New retail scene science fiction to traditionalists

John Lynch

Oldies who read this column will remember the British retailer of the middle years of the last century, Great Universal Stores (GUS).

The company had retail outlets, manufacturing and furniture stores under the Cavendish brand; several in Ireland. For five decades it was driven by a retail genius named Isaac Wolfson.

Fast forward, and today we find a new UK giant of retailing with a structure not unlike that of GUS with retail outlets, mail order (and internet) and a manufacturing operation for some of its products.

The company is NEXT, and its CEO happens to be Simon Wolfson, grandnephew of Isaac. When his father, the then chairman, appointed him CEO 15 years ago at the age of 33, the decision was greeted by mutterings of nepotism.

However, the retail game is not a place for looking back. Its landscape is undergoing extraordinary change. There, like everywhere else, the internet is moving mountains and apparel retailers are at the centre of the revolution.

Customers can now browse the internet with its video modelling, detailed size charts, price and free delivery (for the time being) and buy from the comfort of the sofa or even the office at lunchtime. Old Isaac Wolfson would have seen this as pure science fiction.

NEXT is a UK-based retailer of clothing, accessories and furnishings with a market value of £8bn (€10bn). The group has an extensive retail chain, internet and catalogue shopping with the name of NEXT Directory and an international franchise operation.

Eight years ago it bought the Lipsy brand for younger women which it sells not only in its own stores but to franchise partners.

The retail chain has 700 stores and its online and catalogue shopping is available in more than 70 countries. Unlike some of its major rivals, the company designs its clothes in-house and makes up to 40pc of its requirements in its own factories. It also sells third party branded fashion items online under the Label brand.

NEXT was set up in 1982 as part of Hepworth Ltd, at the time a retailer of ready-to-wear men's suits. By 1986 the parent company was renamed NEXT plc. While the 1980s was a development period for NEXT, it was also a troubling one. By the late 1980s the company hit a rocky patch that saw its share plummet to 7p, it is now £54.50 (€68).

The company today has 500 outlets in the UK and Ireland and 200 in Europe, Asia and the Middle East with group sales of £4bn (€5bn).

The company strategy remains focused on profitability and returning cash to its shareholders by way of dividends and share buybacks. Its success in the past 10 years has been outstanding. Earnings per share moved from £1.27p (€1.59) to £4.20p (€5.24); ordinary dividends jumped from 44p (55c) to £1.50 (€1.87) per share; while group profits before tax almost doubled to £780m (€974m).

Its internet strategy is also paying off and now accounts for almost half of group profits, but its rivals are making headway. The share price of £54.50 is down from a yearly high of £81 (€101). Surplus cash last year was given to investors by way of a special dividend in lieu of share buybacks.
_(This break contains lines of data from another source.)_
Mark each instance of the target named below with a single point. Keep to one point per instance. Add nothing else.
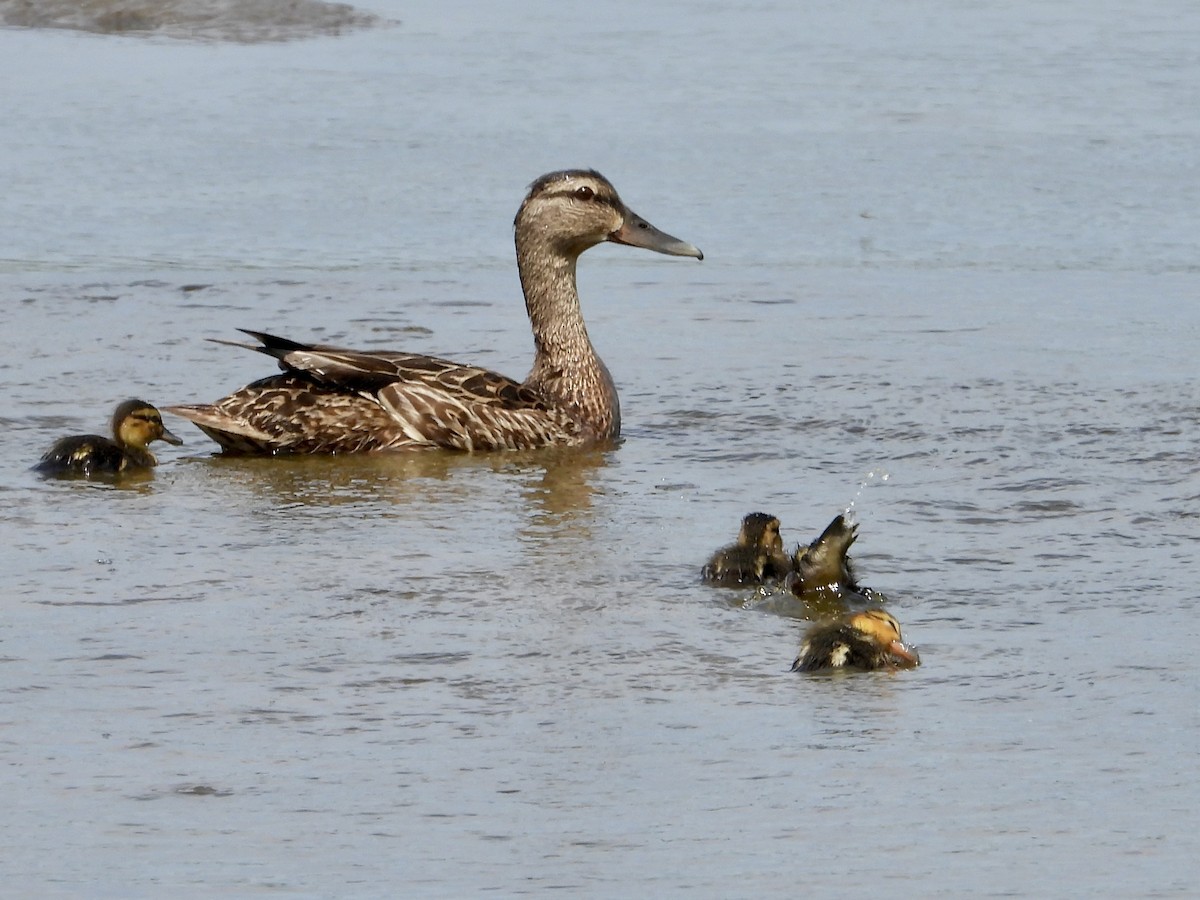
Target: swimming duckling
(757, 555)
(136, 424)
(864, 641)
(823, 568)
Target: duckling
(757, 555)
(864, 641)
(136, 424)
(823, 568)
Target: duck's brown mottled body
(864, 641)
(136, 424)
(756, 556)
(333, 400)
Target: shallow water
(955, 250)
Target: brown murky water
(443, 675)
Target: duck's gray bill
(636, 232)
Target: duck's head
(885, 631)
(825, 561)
(761, 531)
(576, 209)
(136, 424)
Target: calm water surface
(951, 280)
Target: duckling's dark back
(82, 455)
(839, 646)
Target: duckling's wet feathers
(135, 425)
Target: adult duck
(136, 425)
(865, 641)
(756, 555)
(331, 400)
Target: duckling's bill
(904, 654)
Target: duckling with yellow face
(136, 424)
(756, 556)
(864, 641)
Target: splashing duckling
(823, 569)
(757, 555)
(864, 641)
(136, 424)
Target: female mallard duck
(864, 641)
(331, 400)
(136, 424)
(757, 555)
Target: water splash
(875, 477)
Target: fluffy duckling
(864, 641)
(757, 555)
(822, 569)
(136, 424)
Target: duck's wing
(335, 400)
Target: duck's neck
(565, 367)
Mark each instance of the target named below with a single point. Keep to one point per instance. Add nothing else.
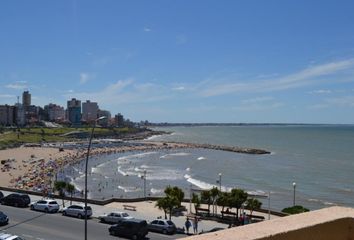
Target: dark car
(163, 226)
(130, 228)
(3, 219)
(16, 199)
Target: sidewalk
(144, 210)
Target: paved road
(34, 225)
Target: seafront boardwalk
(145, 210)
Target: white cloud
(306, 77)
(181, 39)
(257, 100)
(321, 91)
(345, 101)
(7, 96)
(17, 85)
(124, 92)
(85, 77)
(181, 88)
(258, 106)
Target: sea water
(318, 158)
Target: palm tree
(162, 204)
(253, 204)
(223, 200)
(175, 192)
(206, 198)
(70, 188)
(60, 187)
(237, 198)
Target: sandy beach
(26, 162)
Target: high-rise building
(74, 111)
(54, 112)
(106, 114)
(26, 99)
(89, 111)
(7, 115)
(119, 120)
(20, 115)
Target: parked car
(48, 206)
(77, 211)
(7, 236)
(3, 219)
(16, 199)
(213, 230)
(130, 228)
(114, 217)
(162, 225)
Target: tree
(237, 198)
(162, 204)
(60, 187)
(196, 202)
(253, 204)
(223, 200)
(175, 192)
(206, 198)
(173, 199)
(70, 188)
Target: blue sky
(184, 61)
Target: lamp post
(145, 184)
(269, 205)
(220, 181)
(86, 163)
(294, 185)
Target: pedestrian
(195, 225)
(187, 224)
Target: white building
(89, 111)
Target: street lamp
(294, 185)
(86, 163)
(145, 184)
(220, 181)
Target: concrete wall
(334, 223)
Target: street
(41, 226)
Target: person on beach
(187, 224)
(195, 225)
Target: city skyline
(169, 61)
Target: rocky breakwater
(172, 145)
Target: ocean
(318, 158)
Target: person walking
(187, 224)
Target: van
(130, 228)
(16, 200)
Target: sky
(195, 61)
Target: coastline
(33, 168)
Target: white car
(114, 217)
(46, 205)
(6, 236)
(77, 211)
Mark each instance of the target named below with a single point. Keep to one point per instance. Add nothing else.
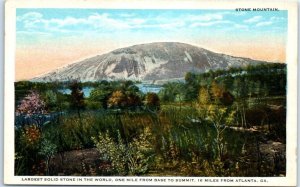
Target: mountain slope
(147, 62)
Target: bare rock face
(146, 62)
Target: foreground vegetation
(212, 124)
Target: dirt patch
(77, 162)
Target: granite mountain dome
(146, 62)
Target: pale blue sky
(73, 34)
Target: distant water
(145, 88)
(86, 91)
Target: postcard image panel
(151, 93)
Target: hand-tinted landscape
(160, 108)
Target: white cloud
(265, 23)
(240, 26)
(207, 24)
(30, 16)
(205, 17)
(277, 18)
(253, 19)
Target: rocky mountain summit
(151, 62)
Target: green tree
(77, 99)
(152, 101)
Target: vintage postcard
(140, 92)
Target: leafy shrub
(126, 159)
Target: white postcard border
(10, 37)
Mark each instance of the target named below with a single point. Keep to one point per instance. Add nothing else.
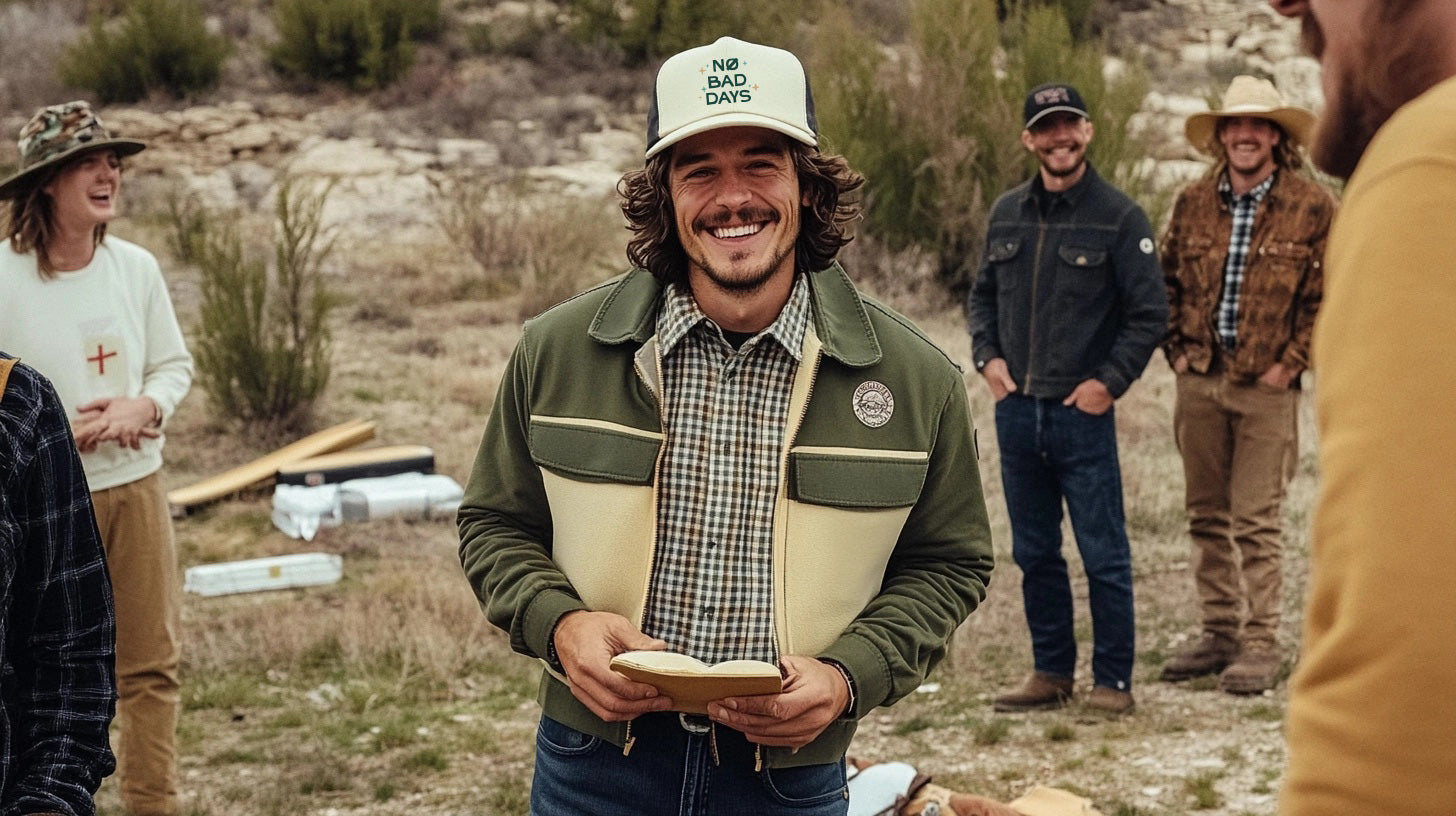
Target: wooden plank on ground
(262, 469)
(361, 462)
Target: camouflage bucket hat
(58, 133)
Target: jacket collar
(839, 315)
(1072, 195)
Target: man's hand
(1279, 375)
(124, 420)
(586, 644)
(814, 695)
(999, 378)
(1091, 397)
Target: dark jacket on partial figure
(1069, 289)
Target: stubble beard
(1395, 67)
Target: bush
(936, 133)
(364, 44)
(262, 353)
(156, 45)
(647, 31)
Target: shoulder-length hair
(32, 222)
(824, 181)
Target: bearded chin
(1397, 66)
(1346, 130)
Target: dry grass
(388, 692)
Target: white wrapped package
(256, 574)
(420, 496)
(300, 510)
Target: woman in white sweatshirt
(92, 314)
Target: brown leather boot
(1254, 671)
(1110, 701)
(1038, 691)
(1210, 654)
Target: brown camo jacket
(1283, 279)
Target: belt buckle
(693, 723)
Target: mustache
(743, 216)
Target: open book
(692, 684)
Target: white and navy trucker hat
(730, 83)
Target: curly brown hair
(32, 220)
(824, 181)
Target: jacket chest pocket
(1082, 271)
(594, 450)
(869, 480)
(999, 252)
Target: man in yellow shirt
(1372, 722)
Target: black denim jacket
(1069, 289)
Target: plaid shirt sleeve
(60, 625)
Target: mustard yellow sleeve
(1372, 722)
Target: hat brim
(21, 181)
(1201, 128)
(734, 118)
(1056, 110)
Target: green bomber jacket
(881, 544)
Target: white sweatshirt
(107, 330)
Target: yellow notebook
(692, 684)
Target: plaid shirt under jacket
(725, 414)
(56, 612)
(1244, 207)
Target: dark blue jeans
(673, 771)
(1049, 453)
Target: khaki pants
(136, 532)
(1238, 445)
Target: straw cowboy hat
(1249, 96)
(56, 134)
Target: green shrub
(936, 133)
(262, 353)
(157, 45)
(364, 44)
(647, 31)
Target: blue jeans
(673, 771)
(1053, 452)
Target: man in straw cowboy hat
(731, 453)
(1242, 263)
(93, 315)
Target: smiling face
(85, 191)
(736, 198)
(1248, 142)
(1060, 143)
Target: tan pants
(136, 531)
(1238, 446)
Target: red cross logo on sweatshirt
(101, 360)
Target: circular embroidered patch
(874, 404)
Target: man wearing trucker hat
(1066, 309)
(731, 453)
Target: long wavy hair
(1287, 153)
(824, 181)
(32, 220)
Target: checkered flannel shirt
(1244, 207)
(727, 410)
(56, 611)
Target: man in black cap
(1065, 312)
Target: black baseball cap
(1051, 98)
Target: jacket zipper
(1035, 280)
(791, 439)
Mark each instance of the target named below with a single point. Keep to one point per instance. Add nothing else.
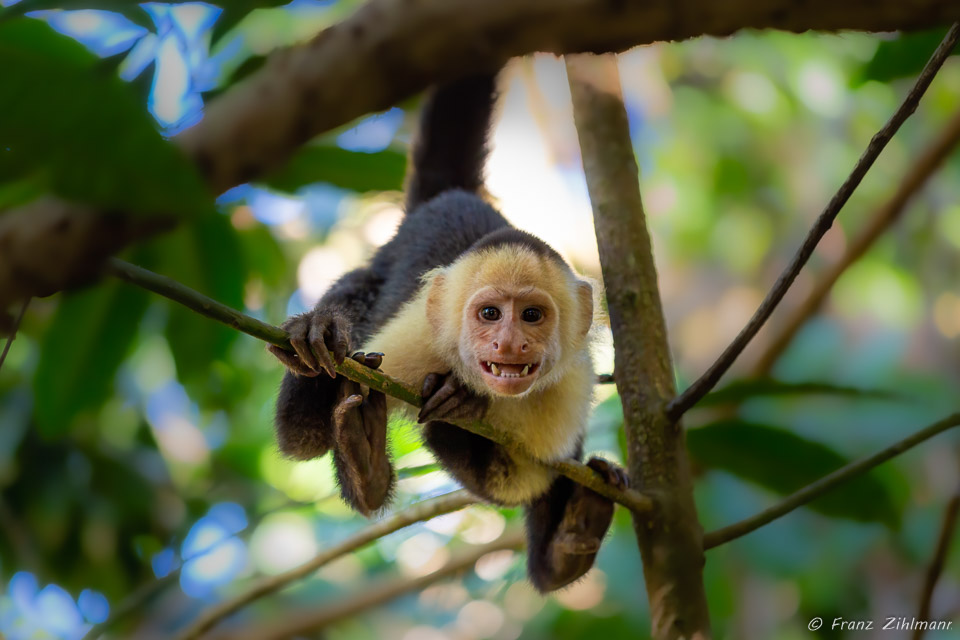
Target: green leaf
(237, 10)
(19, 192)
(131, 9)
(354, 170)
(902, 57)
(784, 462)
(204, 255)
(68, 120)
(89, 336)
(742, 390)
(421, 470)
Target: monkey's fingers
(318, 347)
(345, 406)
(372, 360)
(438, 399)
(299, 328)
(291, 361)
(611, 473)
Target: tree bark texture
(671, 541)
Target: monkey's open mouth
(508, 370)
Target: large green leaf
(69, 120)
(741, 390)
(902, 57)
(354, 170)
(237, 10)
(87, 340)
(784, 462)
(128, 8)
(204, 255)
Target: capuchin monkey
(487, 320)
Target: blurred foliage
(136, 436)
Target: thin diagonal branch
(417, 513)
(355, 371)
(825, 484)
(926, 166)
(370, 596)
(937, 562)
(13, 331)
(679, 405)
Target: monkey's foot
(588, 514)
(313, 336)
(360, 453)
(446, 398)
(578, 537)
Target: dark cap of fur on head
(509, 235)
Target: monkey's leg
(565, 527)
(360, 454)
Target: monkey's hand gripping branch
(637, 502)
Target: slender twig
(306, 622)
(355, 371)
(13, 331)
(926, 166)
(825, 484)
(937, 562)
(679, 405)
(416, 513)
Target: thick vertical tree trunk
(670, 540)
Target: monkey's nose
(508, 347)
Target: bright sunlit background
(173, 474)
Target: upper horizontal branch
(385, 52)
(355, 371)
(391, 49)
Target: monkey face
(510, 335)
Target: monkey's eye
(531, 314)
(490, 313)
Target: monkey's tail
(451, 146)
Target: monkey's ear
(436, 292)
(585, 304)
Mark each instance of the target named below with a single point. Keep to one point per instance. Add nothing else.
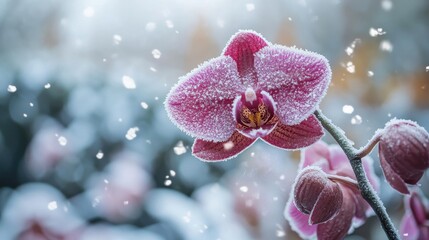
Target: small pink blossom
(415, 223)
(404, 153)
(325, 201)
(253, 90)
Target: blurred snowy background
(86, 148)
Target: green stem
(366, 189)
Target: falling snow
(11, 88)
(52, 205)
(88, 12)
(348, 109)
(356, 120)
(386, 46)
(244, 188)
(128, 82)
(156, 53)
(169, 24)
(132, 133)
(179, 149)
(99, 155)
(350, 67)
(250, 7)
(167, 182)
(117, 39)
(376, 32)
(144, 105)
(62, 141)
(150, 26)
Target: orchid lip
(253, 111)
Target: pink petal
(294, 137)
(392, 178)
(220, 151)
(201, 103)
(299, 221)
(408, 229)
(328, 203)
(316, 155)
(296, 79)
(338, 227)
(242, 48)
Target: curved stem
(367, 191)
(365, 150)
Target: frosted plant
(259, 90)
(415, 223)
(253, 90)
(404, 153)
(325, 195)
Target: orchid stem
(365, 150)
(367, 191)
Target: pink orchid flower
(404, 153)
(253, 90)
(325, 201)
(415, 223)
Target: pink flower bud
(404, 153)
(317, 195)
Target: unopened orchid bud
(404, 153)
(317, 195)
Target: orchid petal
(338, 227)
(242, 48)
(328, 204)
(201, 103)
(297, 136)
(296, 79)
(220, 151)
(392, 177)
(299, 221)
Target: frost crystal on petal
(201, 103)
(297, 80)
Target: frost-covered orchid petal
(219, 151)
(299, 221)
(256, 88)
(392, 177)
(404, 153)
(337, 227)
(316, 195)
(334, 164)
(297, 136)
(296, 79)
(201, 103)
(242, 48)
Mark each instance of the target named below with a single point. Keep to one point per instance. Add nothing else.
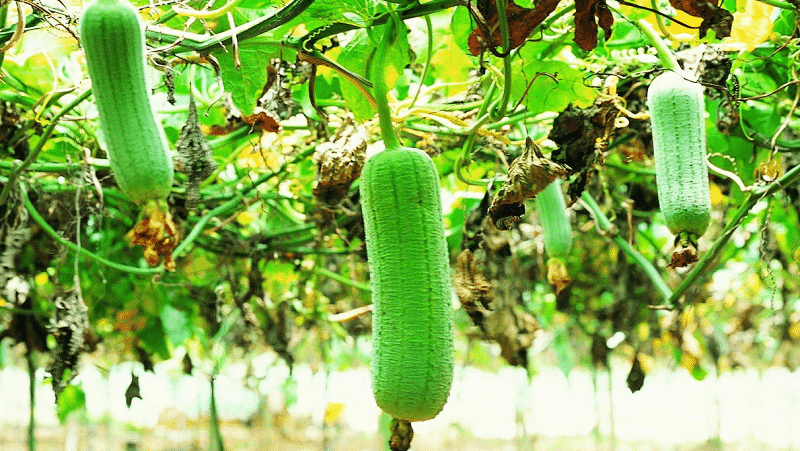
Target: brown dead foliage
(528, 175)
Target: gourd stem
(645, 264)
(380, 88)
(80, 250)
(702, 266)
(499, 109)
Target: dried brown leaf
(528, 175)
(339, 163)
(521, 23)
(473, 289)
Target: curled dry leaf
(473, 289)
(157, 233)
(70, 328)
(401, 435)
(339, 163)
(579, 133)
(195, 158)
(528, 175)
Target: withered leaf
(69, 327)
(714, 17)
(577, 132)
(528, 175)
(521, 23)
(195, 158)
(473, 289)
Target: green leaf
(71, 399)
(356, 56)
(462, 25)
(699, 373)
(176, 324)
(247, 83)
(154, 339)
(354, 12)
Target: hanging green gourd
(679, 142)
(412, 362)
(112, 37)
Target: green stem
(341, 279)
(630, 168)
(779, 4)
(643, 263)
(499, 109)
(40, 145)
(424, 75)
(234, 203)
(420, 10)
(378, 80)
(80, 250)
(665, 55)
(32, 396)
(225, 39)
(216, 436)
(703, 265)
The number of shares in circulation is 16 million fewer than in 2010.

The company has expressed concern about the UK government's proposal for a living wage. It has said the increase this year is "manageable", but the 2020 estimated cost of £9.35 (€11.67) an hour is "not immaterial" and could cost £27m (€33.7m) a year.

To accommodate the wage increase, prices will have to rise by 6pc over the next four years. In addition, increased competition from the likes of Zara and River Island is not helping.

The CEO recently issued a downbeat outlook, saying this year will be "challenging". The share dropped 12pc, but some analysts believe the sell-off was an over-reaction.

Some also believe the CEO has previous form in over- hyping the downside. The company's price earnings multiple is a modest 12, but low multiples are usually low for a reason.

Nothing in this section should be taken as a recommendation, either explicit or implicit, to buy any of the shares mentioned.